Illustration: Paul Dickenson

By Bianca Nogrady

How do you judge the health of a fishery?

Many people immediately think of the health of the fish and whether they are being harvested in a sustainable fashion, or the impact of harvesting on the environment.

But for fisheries economist Caleb Gardner from the University of Tasmania (UTAS) Institute for Marine and Antarctic Studies there is much more to fisheries than their ecological health and wellbeing.

“If the only objective of fisheries management were to concentrate on sustainability, then we could just halve catches across all the fisheries and solve that,” he says.

“But that would be a really poor outcome economically, so clearly there’s more to the game than just sustainability.”

This is where fisheries economics comes in, he says. While it may be viewed as the poorer cousin of biological research, he argues that fisheries economics is just as essential for good fisheries management.

“Before I had economic training I participated in a lot of fishery management committees dealing with issues such as setting quotas where my role was to provide biological advice, but we tended to face decisions that were not just about biology but also about economics,” he says.

“I was finding that we tended to have pretty good information about biology based on good research, yet most of the economics decisions just got made off the cuff or by people’s gut feelings around the table.

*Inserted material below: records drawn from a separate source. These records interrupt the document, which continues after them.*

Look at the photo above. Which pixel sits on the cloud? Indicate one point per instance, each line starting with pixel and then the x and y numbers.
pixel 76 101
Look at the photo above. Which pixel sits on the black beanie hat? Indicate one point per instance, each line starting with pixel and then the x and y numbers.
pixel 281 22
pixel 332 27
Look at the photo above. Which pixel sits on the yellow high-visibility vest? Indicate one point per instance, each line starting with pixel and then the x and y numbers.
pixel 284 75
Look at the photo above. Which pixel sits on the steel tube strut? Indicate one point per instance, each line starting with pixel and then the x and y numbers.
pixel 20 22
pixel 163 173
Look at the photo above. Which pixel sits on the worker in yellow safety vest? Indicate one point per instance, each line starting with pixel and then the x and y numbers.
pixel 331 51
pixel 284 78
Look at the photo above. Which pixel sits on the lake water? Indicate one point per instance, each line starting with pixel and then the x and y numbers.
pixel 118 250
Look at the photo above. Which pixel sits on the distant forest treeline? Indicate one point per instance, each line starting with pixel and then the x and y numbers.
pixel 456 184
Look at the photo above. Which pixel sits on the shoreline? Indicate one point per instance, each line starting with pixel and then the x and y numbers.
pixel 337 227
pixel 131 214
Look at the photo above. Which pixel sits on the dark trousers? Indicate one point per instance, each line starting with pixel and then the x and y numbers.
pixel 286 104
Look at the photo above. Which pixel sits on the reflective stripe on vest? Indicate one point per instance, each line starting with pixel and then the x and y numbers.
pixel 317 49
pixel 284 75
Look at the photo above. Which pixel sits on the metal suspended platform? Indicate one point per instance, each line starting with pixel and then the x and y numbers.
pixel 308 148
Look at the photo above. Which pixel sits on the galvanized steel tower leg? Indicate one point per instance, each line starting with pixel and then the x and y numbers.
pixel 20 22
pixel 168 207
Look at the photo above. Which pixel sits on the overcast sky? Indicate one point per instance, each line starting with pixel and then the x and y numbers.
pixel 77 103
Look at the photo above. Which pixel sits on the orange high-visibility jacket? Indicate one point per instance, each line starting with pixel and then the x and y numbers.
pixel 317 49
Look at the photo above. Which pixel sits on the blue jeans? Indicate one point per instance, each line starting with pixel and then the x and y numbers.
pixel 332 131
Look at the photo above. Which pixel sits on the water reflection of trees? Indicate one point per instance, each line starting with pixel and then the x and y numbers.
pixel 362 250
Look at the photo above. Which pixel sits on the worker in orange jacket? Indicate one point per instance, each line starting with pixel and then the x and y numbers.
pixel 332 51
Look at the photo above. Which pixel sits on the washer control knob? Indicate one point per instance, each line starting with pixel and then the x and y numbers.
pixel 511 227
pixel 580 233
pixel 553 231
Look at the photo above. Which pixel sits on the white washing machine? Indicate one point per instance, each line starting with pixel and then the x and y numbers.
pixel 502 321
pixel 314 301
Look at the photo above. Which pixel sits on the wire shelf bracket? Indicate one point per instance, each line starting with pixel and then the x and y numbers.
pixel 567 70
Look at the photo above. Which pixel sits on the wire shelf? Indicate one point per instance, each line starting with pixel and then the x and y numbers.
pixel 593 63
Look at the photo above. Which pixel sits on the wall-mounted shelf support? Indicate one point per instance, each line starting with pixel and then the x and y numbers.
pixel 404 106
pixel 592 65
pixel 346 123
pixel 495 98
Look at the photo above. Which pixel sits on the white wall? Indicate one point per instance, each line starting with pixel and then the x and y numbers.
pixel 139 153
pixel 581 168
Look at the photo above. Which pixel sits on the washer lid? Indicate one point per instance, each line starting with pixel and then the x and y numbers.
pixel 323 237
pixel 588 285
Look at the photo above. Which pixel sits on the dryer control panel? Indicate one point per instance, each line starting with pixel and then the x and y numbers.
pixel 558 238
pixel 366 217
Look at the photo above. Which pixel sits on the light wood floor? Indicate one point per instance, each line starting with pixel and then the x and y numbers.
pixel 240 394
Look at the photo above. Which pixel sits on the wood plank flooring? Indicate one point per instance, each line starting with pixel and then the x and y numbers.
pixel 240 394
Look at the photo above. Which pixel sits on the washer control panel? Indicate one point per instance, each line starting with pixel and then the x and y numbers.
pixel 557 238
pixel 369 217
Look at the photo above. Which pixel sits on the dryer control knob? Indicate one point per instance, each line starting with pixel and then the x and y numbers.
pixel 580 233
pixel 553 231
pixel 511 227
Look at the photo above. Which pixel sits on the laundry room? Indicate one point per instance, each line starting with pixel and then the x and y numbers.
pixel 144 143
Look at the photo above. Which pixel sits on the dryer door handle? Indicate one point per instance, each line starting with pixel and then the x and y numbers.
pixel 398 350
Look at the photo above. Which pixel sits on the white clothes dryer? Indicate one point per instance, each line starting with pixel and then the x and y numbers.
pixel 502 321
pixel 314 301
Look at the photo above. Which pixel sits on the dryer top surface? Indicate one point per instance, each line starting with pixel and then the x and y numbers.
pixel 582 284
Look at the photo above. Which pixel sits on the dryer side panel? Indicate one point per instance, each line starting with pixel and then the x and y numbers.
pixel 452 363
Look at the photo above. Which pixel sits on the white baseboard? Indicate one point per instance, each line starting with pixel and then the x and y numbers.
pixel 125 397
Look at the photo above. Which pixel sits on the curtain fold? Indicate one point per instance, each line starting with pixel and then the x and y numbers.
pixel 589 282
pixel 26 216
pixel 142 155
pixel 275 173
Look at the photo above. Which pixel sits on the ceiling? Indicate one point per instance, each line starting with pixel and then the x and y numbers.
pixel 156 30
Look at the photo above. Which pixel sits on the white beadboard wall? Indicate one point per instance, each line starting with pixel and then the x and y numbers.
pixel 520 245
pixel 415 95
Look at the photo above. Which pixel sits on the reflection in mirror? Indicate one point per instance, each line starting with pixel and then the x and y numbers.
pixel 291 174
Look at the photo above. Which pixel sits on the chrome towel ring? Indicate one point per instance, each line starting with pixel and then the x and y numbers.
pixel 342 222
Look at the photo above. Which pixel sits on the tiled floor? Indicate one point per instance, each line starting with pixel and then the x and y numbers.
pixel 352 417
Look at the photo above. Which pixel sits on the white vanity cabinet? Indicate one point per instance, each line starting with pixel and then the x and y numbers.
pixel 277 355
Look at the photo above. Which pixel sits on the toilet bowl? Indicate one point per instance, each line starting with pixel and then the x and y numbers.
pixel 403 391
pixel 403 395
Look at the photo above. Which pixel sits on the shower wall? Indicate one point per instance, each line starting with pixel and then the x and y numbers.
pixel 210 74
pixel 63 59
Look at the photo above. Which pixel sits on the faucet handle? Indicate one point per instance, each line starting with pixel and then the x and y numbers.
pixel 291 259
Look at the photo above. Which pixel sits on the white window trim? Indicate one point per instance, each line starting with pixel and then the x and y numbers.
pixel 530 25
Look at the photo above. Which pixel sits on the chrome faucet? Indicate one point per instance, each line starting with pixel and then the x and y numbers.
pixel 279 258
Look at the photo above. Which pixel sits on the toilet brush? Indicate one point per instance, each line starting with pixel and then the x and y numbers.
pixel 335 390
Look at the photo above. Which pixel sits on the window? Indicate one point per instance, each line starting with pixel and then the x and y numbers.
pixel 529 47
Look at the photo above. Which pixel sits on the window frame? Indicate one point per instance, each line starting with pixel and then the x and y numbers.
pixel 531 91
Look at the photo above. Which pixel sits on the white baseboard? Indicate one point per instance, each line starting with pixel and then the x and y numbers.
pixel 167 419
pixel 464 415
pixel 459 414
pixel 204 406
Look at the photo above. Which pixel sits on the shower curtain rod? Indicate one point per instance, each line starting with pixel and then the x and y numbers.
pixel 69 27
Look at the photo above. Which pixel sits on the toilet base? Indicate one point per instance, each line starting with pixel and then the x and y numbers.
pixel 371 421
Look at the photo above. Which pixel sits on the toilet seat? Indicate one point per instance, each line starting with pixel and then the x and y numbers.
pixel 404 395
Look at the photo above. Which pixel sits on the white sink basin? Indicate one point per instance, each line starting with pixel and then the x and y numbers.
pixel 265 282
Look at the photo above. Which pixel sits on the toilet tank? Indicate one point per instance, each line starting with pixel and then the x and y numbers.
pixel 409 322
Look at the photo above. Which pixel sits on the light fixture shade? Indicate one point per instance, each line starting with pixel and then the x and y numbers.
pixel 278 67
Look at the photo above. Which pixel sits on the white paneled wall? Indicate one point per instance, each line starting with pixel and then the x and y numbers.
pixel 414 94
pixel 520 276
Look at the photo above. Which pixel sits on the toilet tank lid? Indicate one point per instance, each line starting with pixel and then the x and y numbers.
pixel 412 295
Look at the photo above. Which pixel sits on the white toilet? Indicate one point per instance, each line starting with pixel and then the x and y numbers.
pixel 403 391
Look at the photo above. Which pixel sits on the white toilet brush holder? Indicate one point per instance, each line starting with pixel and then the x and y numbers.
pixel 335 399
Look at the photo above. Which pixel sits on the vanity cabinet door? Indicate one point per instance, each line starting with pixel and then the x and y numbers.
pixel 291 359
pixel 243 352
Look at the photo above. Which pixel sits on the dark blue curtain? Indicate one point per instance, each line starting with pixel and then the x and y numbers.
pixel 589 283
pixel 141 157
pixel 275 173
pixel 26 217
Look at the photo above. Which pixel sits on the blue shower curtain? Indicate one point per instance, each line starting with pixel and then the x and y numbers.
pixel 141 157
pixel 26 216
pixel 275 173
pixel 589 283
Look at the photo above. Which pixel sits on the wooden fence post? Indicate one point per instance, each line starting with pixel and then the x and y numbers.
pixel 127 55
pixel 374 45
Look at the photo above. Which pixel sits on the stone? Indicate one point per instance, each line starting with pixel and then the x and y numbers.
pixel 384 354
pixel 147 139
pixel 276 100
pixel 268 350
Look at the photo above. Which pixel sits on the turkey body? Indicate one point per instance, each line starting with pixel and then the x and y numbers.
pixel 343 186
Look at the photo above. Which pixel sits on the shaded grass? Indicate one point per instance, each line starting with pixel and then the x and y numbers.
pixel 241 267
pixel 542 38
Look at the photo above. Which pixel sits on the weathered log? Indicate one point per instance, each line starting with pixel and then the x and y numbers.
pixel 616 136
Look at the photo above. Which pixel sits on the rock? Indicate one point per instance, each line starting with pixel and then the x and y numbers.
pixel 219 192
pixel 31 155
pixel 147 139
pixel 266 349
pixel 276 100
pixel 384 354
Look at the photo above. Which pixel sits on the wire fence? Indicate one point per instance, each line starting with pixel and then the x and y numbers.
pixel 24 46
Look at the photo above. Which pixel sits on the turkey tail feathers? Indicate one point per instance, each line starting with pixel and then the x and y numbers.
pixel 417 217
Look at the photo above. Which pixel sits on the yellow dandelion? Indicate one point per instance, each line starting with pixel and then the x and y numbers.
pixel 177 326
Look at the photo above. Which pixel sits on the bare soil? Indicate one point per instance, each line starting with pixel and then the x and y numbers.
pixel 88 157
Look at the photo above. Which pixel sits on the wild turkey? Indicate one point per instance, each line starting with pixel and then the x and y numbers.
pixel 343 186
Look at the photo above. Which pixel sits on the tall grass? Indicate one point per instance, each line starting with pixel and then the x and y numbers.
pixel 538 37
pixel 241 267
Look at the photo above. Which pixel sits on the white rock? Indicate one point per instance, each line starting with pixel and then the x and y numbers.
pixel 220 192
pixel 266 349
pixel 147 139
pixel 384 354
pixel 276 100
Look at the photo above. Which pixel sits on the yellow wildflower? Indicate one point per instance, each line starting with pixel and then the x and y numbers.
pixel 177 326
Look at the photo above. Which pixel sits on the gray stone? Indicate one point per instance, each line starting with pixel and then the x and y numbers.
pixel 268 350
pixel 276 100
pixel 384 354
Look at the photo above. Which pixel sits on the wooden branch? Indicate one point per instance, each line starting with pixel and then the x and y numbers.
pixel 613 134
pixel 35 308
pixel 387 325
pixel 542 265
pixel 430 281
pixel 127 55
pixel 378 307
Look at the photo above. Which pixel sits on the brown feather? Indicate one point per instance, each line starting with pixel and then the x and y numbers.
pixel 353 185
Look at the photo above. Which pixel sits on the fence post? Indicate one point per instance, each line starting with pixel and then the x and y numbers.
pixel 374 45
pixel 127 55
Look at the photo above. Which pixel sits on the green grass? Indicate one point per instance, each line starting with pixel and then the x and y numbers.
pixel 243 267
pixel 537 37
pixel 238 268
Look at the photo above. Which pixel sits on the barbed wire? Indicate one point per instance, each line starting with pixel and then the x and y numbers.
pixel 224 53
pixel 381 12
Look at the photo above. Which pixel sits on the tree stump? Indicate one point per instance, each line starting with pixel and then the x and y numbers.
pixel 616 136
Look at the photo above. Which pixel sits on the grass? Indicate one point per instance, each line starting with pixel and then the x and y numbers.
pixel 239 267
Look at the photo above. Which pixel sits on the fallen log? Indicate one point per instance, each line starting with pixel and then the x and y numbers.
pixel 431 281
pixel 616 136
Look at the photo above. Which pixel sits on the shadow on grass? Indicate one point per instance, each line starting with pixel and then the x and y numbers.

It didn’t match the level of detail that we’d put into the biology.”

Caleb Gardner has mainly worked with Southern Rocklobsters (Jasus edwardsii), where he sees considerable opportunity for the application of fisheries economics.

Economically, rocklobsters sit in a middle ground between fisheries such as abalone – which are cheap to catch but fetch a high beach price – and prawns – which generally cost a lot more to catch but have a relatively low beach price. Caleb Gardner says this allows plenty of room for informed adjustments to the fishery such as improved quota setting or setting rocklobster size limits in some areas.

“There’s quite a large performance gap in current management of rocklobsters,” he says.

“Most of the rules in place for rocklobsters were set up historically, based on biology, without formal economic input and so if you start applying some economic analysis then it’s pretty easy to find some big improvements.”

He says analysis generally involves trying to quantify the economic yield from the fishery, then looking at the impact of different ways of managing the fishery.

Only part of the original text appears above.